Māori tribalism was based on collective rule: hundreds of chiefs exercising fragmented power, with disputes resolved by shifting alliances and often by war. In contrast, European societies eventually abandoned this same fragmented model. After centuries of bloody conflict, the 1648 Peace of Westphalia established the principle of sovereign territorial rule: one supreme authority within set borders – a foundation for representative democracy and stable nation states.
The Crown brought this model to New Zealand in 1840. The Treaty of Waitangi extended the rights of British subjects to all Māori, emancipating the common class from servitude under the rangatira elite. It gave every individual, regardless of ancestry, the chance to participate in the most successful system of governance ever devised – democratic sovereign rule.
But ever since the 1970s, New Zealand has drifted back toward tribalism. The Waitangi Tribunal revived grievance politics and empowered iwi elites with vast resources, while ordinary Māori were left behind. Calls for Māori wards and iwi appointments to councils are not about fair representation – Māori already vote and stand for office like everyone else. Instead, they embed an unelected tribal authority alongside democratically elected councils, re-establishing a form of collective rule.

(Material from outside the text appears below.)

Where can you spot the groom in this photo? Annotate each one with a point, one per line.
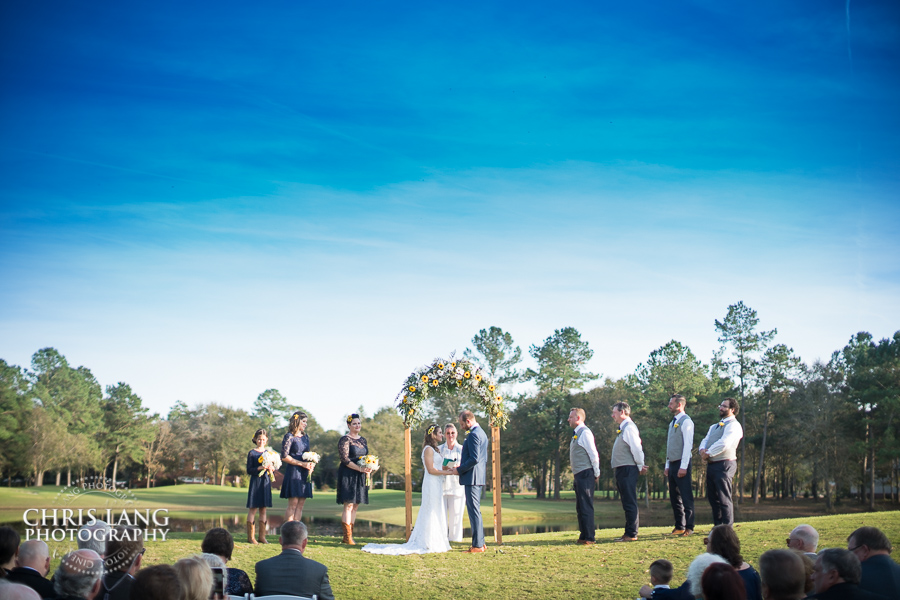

History shows the dangers of such systems. Collective rule fosters instability, competing jurisdictions and endless disputes. Europe abandoned it because it led to war. Pre-Treaty New Zealand was wracked by intertribal conflict, culminating in the musket wars that decimated the Māori population. Collective rule cannot coexitst with sovereign democracy. The two systems cancel each other out.

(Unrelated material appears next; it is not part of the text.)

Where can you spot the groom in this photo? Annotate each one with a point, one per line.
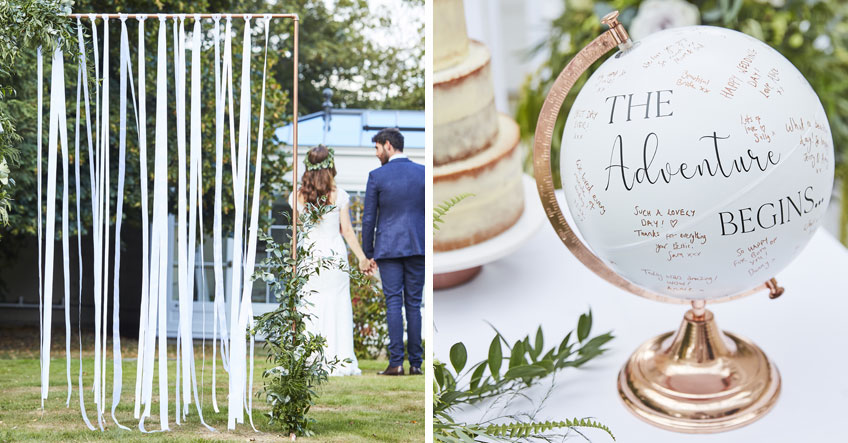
(394, 206)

If New Zealand embraces Māori wards, we set ourselves on a path back toward fragmentation, division and conflict. Every step toward tribalism is a step away from equality, unity and the democratic system that allows ordinary Māori – and all New Zealanders – to thrive.
This is NOT Just about local councils. It is about the future of our nation, the stability of our democracy and the wellbeing of generations to come.
Decide together, thrive together is a false promise. The truth is simpler: Decide as one, thrive as one. VOTE NO TO MĀORI WARDS.